Histological analysis of wild-type and Tssk1/2 knockout testes and epididymal spermatozoa. (A,B) PAS staining of adult mouse testes, with a tubule cross-section at stage VIII of the spermatogenic cycle at the centre, showing the absence of conspicuous abnormalities in the testes from knockout mice (−/−) as compared with wild type (+/+). (C,D) Higher magnification of PAS-stained sections, showing stage IX of the cycle, with step 9 spermatids (arrowheads). There is a slight spermiation defect in the knockout, with several step 16 condensed spermatids (arrows) remaining present at stage IX. (E,F) Using an antibody targeting ERGIC53/p58, some dysregulation of the cytoplasmic reorganization of elongating spermatids in the knockout is detected, leading to enlarged cytoplasm associated with late spermatids at stage VIII of the cycle (arrowheads point to brown immunostaining of the cytoplasm of elongating spermatids). (G,H) HE staining of spermatozoa from cauda epididymis, showing marked morphological abnormalities of the knockout cells. Scale bars: 200 μm (A,B), 20 μm (C-H).
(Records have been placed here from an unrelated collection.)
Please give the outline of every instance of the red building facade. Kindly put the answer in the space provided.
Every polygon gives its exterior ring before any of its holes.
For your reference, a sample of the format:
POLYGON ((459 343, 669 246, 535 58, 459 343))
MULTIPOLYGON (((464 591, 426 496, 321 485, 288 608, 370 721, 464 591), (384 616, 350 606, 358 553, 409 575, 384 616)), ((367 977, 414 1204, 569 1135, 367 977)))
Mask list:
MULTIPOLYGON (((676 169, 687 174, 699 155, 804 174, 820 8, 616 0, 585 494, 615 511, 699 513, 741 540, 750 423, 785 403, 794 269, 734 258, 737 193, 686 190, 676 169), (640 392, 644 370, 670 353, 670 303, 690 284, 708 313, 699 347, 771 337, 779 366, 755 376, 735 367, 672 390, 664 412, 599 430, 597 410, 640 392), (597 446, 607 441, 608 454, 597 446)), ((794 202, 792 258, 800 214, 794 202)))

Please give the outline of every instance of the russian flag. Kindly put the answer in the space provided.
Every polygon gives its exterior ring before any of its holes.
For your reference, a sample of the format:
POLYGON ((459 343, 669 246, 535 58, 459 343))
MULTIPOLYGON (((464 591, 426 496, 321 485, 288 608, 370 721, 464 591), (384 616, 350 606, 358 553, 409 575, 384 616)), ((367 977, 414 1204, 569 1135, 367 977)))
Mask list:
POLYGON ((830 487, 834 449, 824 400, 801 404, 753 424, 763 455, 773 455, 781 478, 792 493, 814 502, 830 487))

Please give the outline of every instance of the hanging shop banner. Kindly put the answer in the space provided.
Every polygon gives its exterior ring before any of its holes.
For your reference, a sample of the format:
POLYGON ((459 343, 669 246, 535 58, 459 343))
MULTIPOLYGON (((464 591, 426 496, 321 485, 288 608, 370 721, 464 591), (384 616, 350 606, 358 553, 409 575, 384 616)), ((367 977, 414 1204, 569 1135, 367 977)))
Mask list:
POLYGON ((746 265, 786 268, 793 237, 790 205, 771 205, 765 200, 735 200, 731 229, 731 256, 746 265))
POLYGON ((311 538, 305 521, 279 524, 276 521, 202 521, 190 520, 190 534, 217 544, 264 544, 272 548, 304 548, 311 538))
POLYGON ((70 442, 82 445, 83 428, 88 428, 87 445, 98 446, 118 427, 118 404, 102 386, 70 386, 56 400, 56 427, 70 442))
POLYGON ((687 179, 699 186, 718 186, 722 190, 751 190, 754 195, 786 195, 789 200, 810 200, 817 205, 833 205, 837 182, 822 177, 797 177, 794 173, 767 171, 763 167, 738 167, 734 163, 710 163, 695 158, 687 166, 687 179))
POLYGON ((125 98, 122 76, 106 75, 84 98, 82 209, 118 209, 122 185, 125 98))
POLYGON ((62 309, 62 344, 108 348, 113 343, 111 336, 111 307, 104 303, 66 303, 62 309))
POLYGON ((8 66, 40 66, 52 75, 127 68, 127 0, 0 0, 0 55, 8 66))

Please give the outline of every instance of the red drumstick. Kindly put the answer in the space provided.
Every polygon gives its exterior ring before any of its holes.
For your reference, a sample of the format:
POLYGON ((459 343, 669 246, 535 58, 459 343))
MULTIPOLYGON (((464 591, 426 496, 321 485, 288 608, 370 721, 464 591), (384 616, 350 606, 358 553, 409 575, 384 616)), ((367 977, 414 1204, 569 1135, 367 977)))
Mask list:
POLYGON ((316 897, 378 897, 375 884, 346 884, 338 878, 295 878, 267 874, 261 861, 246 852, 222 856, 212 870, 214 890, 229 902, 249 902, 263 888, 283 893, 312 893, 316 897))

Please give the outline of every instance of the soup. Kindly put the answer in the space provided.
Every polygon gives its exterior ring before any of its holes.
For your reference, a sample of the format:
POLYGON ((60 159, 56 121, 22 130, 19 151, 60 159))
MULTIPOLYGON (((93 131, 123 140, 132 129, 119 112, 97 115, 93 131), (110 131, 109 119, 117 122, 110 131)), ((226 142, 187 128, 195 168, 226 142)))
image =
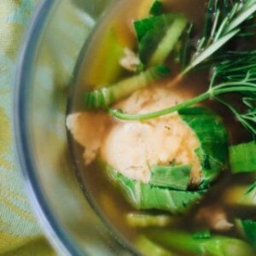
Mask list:
POLYGON ((255 254, 255 11, 119 1, 81 54, 73 158, 93 207, 138 253, 255 254))

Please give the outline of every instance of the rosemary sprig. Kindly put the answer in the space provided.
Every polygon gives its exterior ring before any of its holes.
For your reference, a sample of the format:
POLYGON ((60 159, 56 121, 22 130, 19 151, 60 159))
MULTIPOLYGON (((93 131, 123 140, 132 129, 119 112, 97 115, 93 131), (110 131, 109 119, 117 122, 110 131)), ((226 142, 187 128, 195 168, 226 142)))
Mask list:
POLYGON ((246 31, 246 26, 243 27, 241 25, 244 25, 255 11, 256 0, 209 0, 202 37, 183 75, 212 57, 236 36, 253 35, 253 32, 246 31))
POLYGON ((207 91, 176 106, 160 111, 128 114, 110 109, 113 116, 124 120, 145 120, 158 118, 191 107, 207 99, 215 99, 230 109, 237 120, 256 136, 256 50, 228 52, 229 59, 220 61, 214 68, 207 91), (222 95, 236 93, 243 111, 221 98, 222 95))

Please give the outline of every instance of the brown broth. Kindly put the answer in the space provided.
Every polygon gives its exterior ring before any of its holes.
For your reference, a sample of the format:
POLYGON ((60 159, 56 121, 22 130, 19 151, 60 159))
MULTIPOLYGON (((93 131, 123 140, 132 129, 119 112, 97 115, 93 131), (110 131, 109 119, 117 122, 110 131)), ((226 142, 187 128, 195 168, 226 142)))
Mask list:
MULTIPOLYGON (((90 67, 90 60, 94 58, 95 49, 102 39, 102 33, 108 29, 110 22, 119 22, 122 24, 128 34, 132 35, 131 30, 131 21, 136 20, 137 9, 135 8, 141 0, 119 1, 119 3, 108 12, 97 26, 96 30, 91 35, 90 43, 87 44, 85 52, 83 53, 79 67, 79 76, 78 85, 75 88, 72 97, 71 112, 78 112, 83 109, 81 102, 81 94, 87 89, 87 70, 90 67)), ((205 0, 172 0, 168 2, 168 8, 174 13, 185 14, 195 24, 195 32, 201 30, 204 21, 205 0)), ((134 38, 135 40, 135 38, 134 38)), ((172 63, 171 63, 172 65, 172 63)), ((175 66, 175 65, 174 65, 175 66)), ((99 71, 100 73, 100 71, 99 71)), ((100 75, 100 73, 99 73, 100 75)), ((125 75, 125 73, 122 74, 125 75)), ((176 75, 175 73, 173 74, 176 75)), ((195 73, 189 74, 179 83, 180 90, 189 90, 193 95, 197 95, 205 91, 208 86, 208 75, 207 73, 195 73)), ((236 96, 234 96, 236 101, 236 96)), ((220 106, 219 103, 208 101, 204 103, 224 119, 224 124, 229 131, 230 143, 239 143, 250 140, 246 130, 235 119, 234 116, 226 108, 220 106)), ((81 181, 81 185, 89 198, 92 206, 98 214, 108 223, 112 229, 116 230, 123 239, 130 241, 132 244, 140 234, 143 234, 143 229, 130 227, 125 222, 125 215, 128 212, 135 212, 124 197, 123 193, 109 181, 107 175, 100 170, 97 164, 94 163, 89 166, 84 166, 82 157, 83 150, 75 142, 71 142, 72 154, 75 160, 77 172, 81 181)), ((224 172, 212 184, 209 189, 205 200, 199 206, 196 206, 187 215, 176 218, 175 223, 172 224, 172 228, 177 228, 185 231, 196 231, 199 227, 204 227, 202 224, 196 221, 196 214, 201 207, 208 207, 217 205, 223 207, 227 215, 234 219, 236 216, 254 216, 255 209, 250 209, 250 213, 244 209, 234 209, 226 205, 222 195, 225 193, 232 185, 249 184, 253 181, 253 177, 250 175, 241 175, 239 177, 231 176, 230 172, 224 172), (253 215, 254 214, 254 215, 253 215)), ((232 237, 240 237, 238 232, 234 231, 222 232, 232 237)), ((218 233, 217 233, 218 234, 218 233)), ((183 256, 186 256, 182 254, 183 256)), ((188 254, 189 256, 189 254, 188 254)))

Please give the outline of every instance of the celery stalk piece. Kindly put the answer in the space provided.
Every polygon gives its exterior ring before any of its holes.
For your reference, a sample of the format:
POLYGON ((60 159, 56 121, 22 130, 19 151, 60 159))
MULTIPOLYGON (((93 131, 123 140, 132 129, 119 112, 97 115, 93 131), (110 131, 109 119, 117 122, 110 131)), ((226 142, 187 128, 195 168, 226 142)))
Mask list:
POLYGON ((178 190, 187 190, 191 166, 154 166, 151 169, 150 184, 178 190))
POLYGON ((196 256, 253 256, 252 247, 245 241, 224 236, 194 238, 191 234, 157 230, 148 234, 155 242, 183 253, 196 256))
POLYGON ((107 108, 111 104, 130 96, 132 92, 150 85, 154 81, 169 75, 170 70, 165 66, 152 67, 131 78, 84 94, 85 108, 107 108))
POLYGON ((143 212, 131 212, 126 215, 126 221, 131 227, 165 227, 172 223, 172 218, 170 215, 153 215, 143 212))
POLYGON ((256 172, 256 143, 251 142, 230 147, 230 161, 233 173, 256 172))

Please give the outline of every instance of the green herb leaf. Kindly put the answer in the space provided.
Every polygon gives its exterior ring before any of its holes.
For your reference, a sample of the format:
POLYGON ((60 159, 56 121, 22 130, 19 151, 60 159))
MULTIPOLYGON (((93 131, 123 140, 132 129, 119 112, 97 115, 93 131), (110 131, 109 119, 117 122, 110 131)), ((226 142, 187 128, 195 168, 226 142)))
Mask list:
POLYGON ((255 142, 230 147, 230 161, 233 173, 256 172, 255 156, 255 142))
MULTIPOLYGON (((245 21, 250 19, 255 11, 254 0, 246 0, 243 3, 232 1, 230 4, 223 3, 222 1, 210 0, 206 13, 203 34, 190 63, 183 74, 203 64, 228 42, 242 32, 246 28, 245 21)), ((243 33, 246 34, 247 31, 245 30, 243 33)), ((253 32, 250 34, 254 35, 253 32)))
POLYGON ((187 190, 191 166, 154 166, 151 169, 150 184, 178 190, 187 190))

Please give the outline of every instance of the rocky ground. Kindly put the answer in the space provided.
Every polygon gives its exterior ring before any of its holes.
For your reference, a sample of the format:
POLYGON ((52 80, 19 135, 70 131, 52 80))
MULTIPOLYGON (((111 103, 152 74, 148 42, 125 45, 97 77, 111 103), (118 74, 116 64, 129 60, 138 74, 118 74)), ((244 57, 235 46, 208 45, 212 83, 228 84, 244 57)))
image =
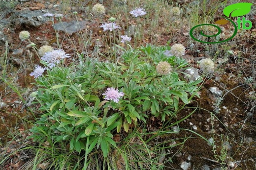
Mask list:
MULTIPOLYGON (((104 0, 103 2, 107 7, 111 3, 110 0, 104 0)), ((67 53, 74 54, 75 46, 79 52, 83 52, 83 47, 79 41, 74 41, 76 43, 74 44, 68 38, 70 36, 71 39, 79 40, 80 37, 78 33, 81 29, 84 33, 90 34, 91 43, 88 46, 88 49, 92 50, 96 48, 96 40, 102 39, 102 30, 99 28, 101 23, 98 20, 92 18, 88 8, 82 7, 91 6, 94 2, 85 0, 82 3, 70 6, 54 0, 23 0, 14 9, 5 10, 0 18, 1 63, 3 63, 5 59, 4 52, 6 41, 8 48, 7 64, 6 66, 0 66, 1 76, 5 76, 9 82, 19 87, 19 91, 14 92, 3 82, 0 82, 0 150, 2 152, 0 154, 11 153, 24 146, 24 142, 29 142, 23 141, 26 136, 23 132, 29 125, 25 126, 26 124, 23 122, 24 120, 31 120, 31 114, 24 106, 29 100, 29 95, 35 90, 31 84, 33 82, 33 78, 29 75, 32 69, 29 63, 38 64, 39 58, 30 46, 31 42, 20 41, 19 32, 28 30, 31 36, 30 40, 37 47, 49 45, 56 48, 56 34, 52 23, 42 15, 48 12, 63 13, 64 14, 63 21, 67 34, 64 33, 63 25, 58 21, 54 22, 59 37, 64 37, 61 39, 63 49, 67 53), (78 13, 80 28, 72 15, 75 11, 78 13), (7 71, 6 74, 3 73, 4 67, 7 71), (23 100, 21 99, 21 97, 23 100), (24 118, 23 121, 20 118, 24 118), (5 147, 5 144, 19 133, 21 135, 16 138, 17 140, 12 141, 9 147, 5 147)), ((105 19, 108 18, 107 14, 105 19)), ((254 114, 254 109, 251 109, 254 106, 254 100, 249 98, 254 94, 256 77, 255 73, 253 72, 256 69, 255 17, 251 21, 253 27, 251 32, 236 39, 238 40, 235 42, 236 47, 233 48, 233 54, 227 60, 220 58, 216 61, 216 65, 219 67, 220 71, 211 77, 205 78, 205 83, 200 91, 200 98, 194 98, 194 101, 178 114, 178 118, 182 119, 193 111, 195 107, 198 108, 192 116, 179 125, 179 127, 193 130, 210 141, 211 138, 214 138, 215 153, 213 151, 213 147, 198 136, 189 131, 181 131, 177 134, 167 137, 174 139, 191 135, 191 138, 181 150, 166 151, 177 154, 172 159, 173 163, 166 165, 169 167, 166 170, 179 170, 181 165, 190 165, 189 170, 198 170, 202 167, 204 170, 219 170, 222 164, 228 165, 229 170, 256 169, 256 116, 254 114), (246 82, 244 78, 250 76, 253 80, 246 82), (223 100, 221 101, 220 98, 223 100), (217 104, 219 101, 221 102, 217 104), (225 159, 223 161, 218 160, 216 156, 220 158, 223 148, 227 151, 225 159)), ((166 44, 169 40, 168 36, 160 35, 158 44, 166 44)), ((177 36, 181 37, 180 43, 186 40, 180 33, 177 36)), ((141 44, 145 45, 151 42, 149 36, 145 37, 141 44)), ((185 42, 184 43, 186 44, 185 42)), ((206 53, 205 45, 197 46, 196 48, 200 49, 200 51, 190 49, 189 45, 187 45, 186 55, 184 56, 195 68, 197 67, 196 61, 206 53)), ((221 52, 222 50, 220 50, 221 52)), ((104 51, 101 52, 104 53, 104 51)), ((68 65, 71 61, 71 59, 66 61, 65 64, 68 65)), ((182 141, 178 140, 176 142, 182 141)), ((17 155, 13 156, 12 160, 1 166, 2 169, 19 169, 23 163, 19 158, 20 157, 17 155)))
Cellular localization of TSSK1, TSSK2 and TSKS. (A-C) Immunofluorescent staining with anti-TSSK1 (A), anti-TSSK2 (B) and anti-TSKS (C) of adult wild-type testis (green). All three proteins show cytoplasmic localization in elongating spermatids near the luminal center of the cross-sections of the testicular tubules, with an accumulation in dots. Blue signal is the DAPI nuclear staining. In the Tssk1/2 knockout (insets in A-C), only the TSKS signal is maintained, but without the marked dots. (D,E) Anti-TSKS staining of wild-type testis at a higher magnification shows a ring (open arrowhead) and a satellite (closed arrowhead) near the nucleus in early elongating spermatids (D). At a later step of spermatid elongation (E) the ring has moved down the flagellum, where it is found at the distal end of the newly formed mitochondrial sheath (the double-arrow points to nucleus and ring within one cell). (F) The anti-TSKS signal (green) does not colocalize with the centrioles marked with anti-γ-tubulin antibody (red), in wild-type early elongating spermatids. (G) The ring and satellite marked with anti-TSKS antibody (green) do not colocalize with the Golgi remnant marked with anti-GM130 antibody (red), in early elongating spermatids. +/+, wild type; −/−, knockout. Scale bars: 40 μm (A-C), 20 μm (D,E), 5 μm (F,G).

Schematic presentation of CB ring and satellite. (A) In round spermatids, the CB contains MIWI and is found bouncing around the nucleus. The Golgi is associated with the growing acrosome. (B) In early elongating spermatids, the CB has lost MIWI but gained TSSK1, TSSK2 and TSKS, forming a ring around the tail, next to the annulus and close to the centriole. Because the satellite also contains TSSK1, TSSK2 and TSKS, this indicates a common origin of ring and satellite. The Golgi becomes disengaged from the fully developed acrosome. The mitochondria are scattered throughout the cytoplasm. (C) At later steps of spermatid elongation, the ring has become smaller and has moved down the tail with the annulus. In its slipstream, the mitochondria become associated with the axoneme. The centriole degrades, and the satellite and Golgi remnant also become less prominent. This step of spermatid elongation is followed by reduction of the cytoplasmic volume and formation of the residual body (not illustrated).

The chromatoid body in round and elongating spermatids. (A-D) Immunofluorescent staining of MIWI in CBs of round spermatids at step 8 (green dots) disappears when the spermatids reach step 9, both in the wild type (A,C) and in Tssk1/2 knockout testis (B,D). Cytoplasmic staining of MIWI is observed in spermatocytes. (E-H) Cross-section of the CB ring (open arrowhead) associated with the annulus (closed arrowhead) in wild-type early elongating spermatids (E). This CB ring material is absent in Tssk1/2 knockout spermatids (F). At later steps of elongation, the annulus is present at the border of the middle piece and principal piece, both in the wild type (G) and knockout (H). The insets in G,H show that some electron-dense material remains associated with the annulus in wild-type late spermatids, but not in the Tssk1/2 knockout. +/+, wild type; −/−, knockout. Scale bars: 20 μm (A-D), 500 nm (E,F), 1000 nm (G,H).